Não sei, em minhas tantas memórias que curto e com que me divirto, se gostava de ser criança.
Gostava de nossa casa, do jardim imenso, do laguinho no fundo, do pomar (mas tinha de lavar a fruta antes de comer...), dos canteiros de flor, um deles só de rosas de minha mãe, gostava da casinha de meus avós paternos logo adiante, do casarão dos avós maternos no centro da cidade. Gostava da chuva no telhado ou nas lajes do pátio, de meus pais, meu irmãozinho, das empregadas, de todo mundo. Gostava de tudo, da vida, do mundo, embora nem soubesse o que era isso.

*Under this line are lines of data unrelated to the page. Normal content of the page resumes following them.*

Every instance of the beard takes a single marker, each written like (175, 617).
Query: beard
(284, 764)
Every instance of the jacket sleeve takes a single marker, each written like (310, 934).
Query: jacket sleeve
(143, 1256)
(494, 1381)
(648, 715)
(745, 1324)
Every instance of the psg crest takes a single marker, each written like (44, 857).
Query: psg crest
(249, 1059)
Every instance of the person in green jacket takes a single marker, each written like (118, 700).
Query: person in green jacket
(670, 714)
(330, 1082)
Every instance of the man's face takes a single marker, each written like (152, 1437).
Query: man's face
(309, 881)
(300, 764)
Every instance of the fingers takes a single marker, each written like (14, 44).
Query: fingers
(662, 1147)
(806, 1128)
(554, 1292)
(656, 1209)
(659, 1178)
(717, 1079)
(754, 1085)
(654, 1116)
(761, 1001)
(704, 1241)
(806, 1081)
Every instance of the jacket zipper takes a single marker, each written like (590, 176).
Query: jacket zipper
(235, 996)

Então, fui uma criança feliz numa casa amorosa e alegre. Claro que havia meus medos, minhas imaginações, sempre a mil; havia eventuais impaciências de meu pai por eu desobedecer à mãe, e as implicâncias maternas por minha enorme dificuldade de ficar quieta na hora de ficar quieta, sobretudo parar de fazer tanta pergunta. Lembro de minha mãe, mãos nas têmporas, dizendo em alemão, pelo amor de Deus, menina, para de fazer tanta pergunta, já estou ficando tonta. Vai falar com seu pai.

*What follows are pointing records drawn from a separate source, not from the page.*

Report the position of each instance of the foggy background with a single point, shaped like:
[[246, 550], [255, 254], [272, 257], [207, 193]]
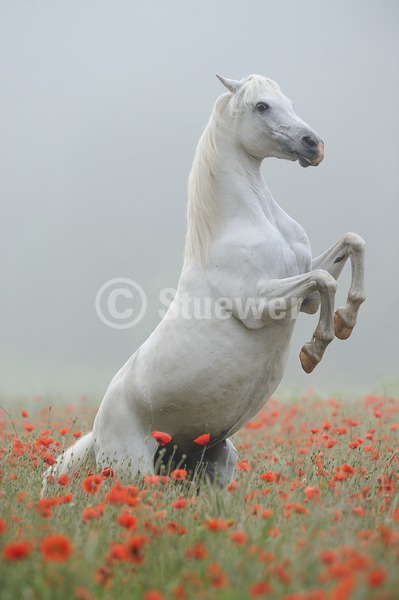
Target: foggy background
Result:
[[101, 106]]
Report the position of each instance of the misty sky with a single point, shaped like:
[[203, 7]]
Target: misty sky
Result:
[[101, 106]]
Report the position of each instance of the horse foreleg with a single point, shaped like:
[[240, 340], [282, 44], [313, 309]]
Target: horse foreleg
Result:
[[291, 293], [121, 442], [333, 260]]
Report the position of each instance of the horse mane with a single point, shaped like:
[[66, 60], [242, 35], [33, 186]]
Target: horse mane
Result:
[[202, 208]]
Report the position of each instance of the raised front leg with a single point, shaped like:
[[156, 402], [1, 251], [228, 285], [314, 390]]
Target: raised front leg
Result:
[[288, 295], [333, 260]]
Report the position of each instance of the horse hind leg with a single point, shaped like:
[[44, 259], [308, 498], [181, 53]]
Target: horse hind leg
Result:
[[218, 463], [124, 445]]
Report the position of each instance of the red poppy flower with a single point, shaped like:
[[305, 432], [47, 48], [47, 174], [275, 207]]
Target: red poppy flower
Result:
[[161, 437], [63, 479], [127, 521], [203, 439], [134, 547], [261, 588], [107, 472], [92, 484], [216, 524], [179, 474], [198, 551], [16, 550], [154, 595], [56, 548]]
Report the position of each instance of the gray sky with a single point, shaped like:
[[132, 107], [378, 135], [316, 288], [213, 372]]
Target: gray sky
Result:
[[101, 106]]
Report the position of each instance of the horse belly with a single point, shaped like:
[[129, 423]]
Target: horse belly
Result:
[[208, 376]]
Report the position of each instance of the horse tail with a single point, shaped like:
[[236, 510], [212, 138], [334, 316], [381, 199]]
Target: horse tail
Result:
[[74, 458]]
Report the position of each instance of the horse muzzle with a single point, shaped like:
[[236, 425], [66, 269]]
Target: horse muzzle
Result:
[[313, 152]]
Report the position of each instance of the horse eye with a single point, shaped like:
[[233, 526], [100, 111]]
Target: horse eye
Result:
[[262, 107]]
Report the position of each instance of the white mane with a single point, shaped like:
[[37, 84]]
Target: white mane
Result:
[[202, 210]]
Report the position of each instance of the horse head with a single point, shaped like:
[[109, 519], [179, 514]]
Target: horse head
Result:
[[265, 124]]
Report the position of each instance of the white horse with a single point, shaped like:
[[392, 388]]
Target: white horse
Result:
[[220, 351]]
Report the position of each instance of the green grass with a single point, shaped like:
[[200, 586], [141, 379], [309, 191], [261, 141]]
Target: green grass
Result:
[[321, 524]]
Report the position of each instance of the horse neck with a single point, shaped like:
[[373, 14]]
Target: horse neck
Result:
[[225, 184]]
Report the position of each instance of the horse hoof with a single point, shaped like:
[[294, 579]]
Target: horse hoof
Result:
[[341, 330], [308, 362]]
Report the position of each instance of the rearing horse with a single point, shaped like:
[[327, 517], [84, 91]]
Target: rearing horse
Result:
[[251, 265]]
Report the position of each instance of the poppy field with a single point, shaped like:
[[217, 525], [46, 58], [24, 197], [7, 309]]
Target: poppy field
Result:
[[312, 513]]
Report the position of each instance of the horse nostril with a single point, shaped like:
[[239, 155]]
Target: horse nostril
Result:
[[309, 141]]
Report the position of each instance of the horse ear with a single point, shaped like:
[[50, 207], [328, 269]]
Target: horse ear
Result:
[[231, 84]]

Criança não pensa, e criança fica quieta, eram uns lemas tão distantes para mim quanto as nuvens, as estrelas.
Criança não pensa, e criança fica quieta, eram uns lemas tão distantes para mim quanto as nuvens, as estrelas. Criança fica quieta às vezes, e era maravilhoso: embalada na rede do terraço, olhando os morros azuis, deitada na grama imaginando figuras nas nuvens, ou vendo algum anjinho gorducho saltando de uma nuvem para outra.
Criança, eu acreditava em tudo, já escrevi várias vezes que, talvez vergonhosamente, acreditei em cegonha até quando num grupinho de amigas, então já com uns sete anos, tentaram me explicar qualquer coisa horrenda sobre um caninho de borracha em que um bebê minúsculo passava do pai pra mãe... achei a cegonha bem mais plausível.
O que eu não gostava nisso de ser criança eram regras, obediência, conselhos. Senta direito. Não fala com boca cheia. Apaga essa luz e dorme de uma vez, chega de ler. Vai lá fora brincar no sol, você vai ficar burra de tanto ler. Olha o jeito com que fez sua cama. Olha esse bordado todo repuxado. Para de rir por qualquer bobagem. Vem, vamos fazer umas visitas: me assustava visitar um tio-avô em cadeira de rodas, nariz adunco, olhos de pássaro, com quem todo mundo falava aos gritos. Levou tempo até me explicarem que o pobre era surdo, mas não perdi o medo dele.
O que eu queria mesmo, na infância, era crescer. Adolescente, adulta, dona de meu pobre nariz e de minha vida, minhas escolhas. Lá, naquele ponto ainda distante, ficava um quase-paraíso na minha fantasia tão ingênua. E as contas a pagar? E os trabalhos a realizar? E os filhos a educar (sendo essa de filhos sempre a melhor parte), e a profissão a escolher, e se a gente não der pra coisa nenhuma – como por muitos anos pensei sobre mim mesma, já adulta? Rio sozinha lembrando que, depois de por muitos anos ouvir de minha amorosa, preocupada mãe, que "criança não pensa", escrevi, ilustrado pela minha filha Susana e com colaboração de meu filho Eduardo, um livro infantil, Criança Pensa.
No fundo, como me disse um dia meu amado amigo e compadre Erico Verissimo, às vezes o humor é mais importante do que o amor.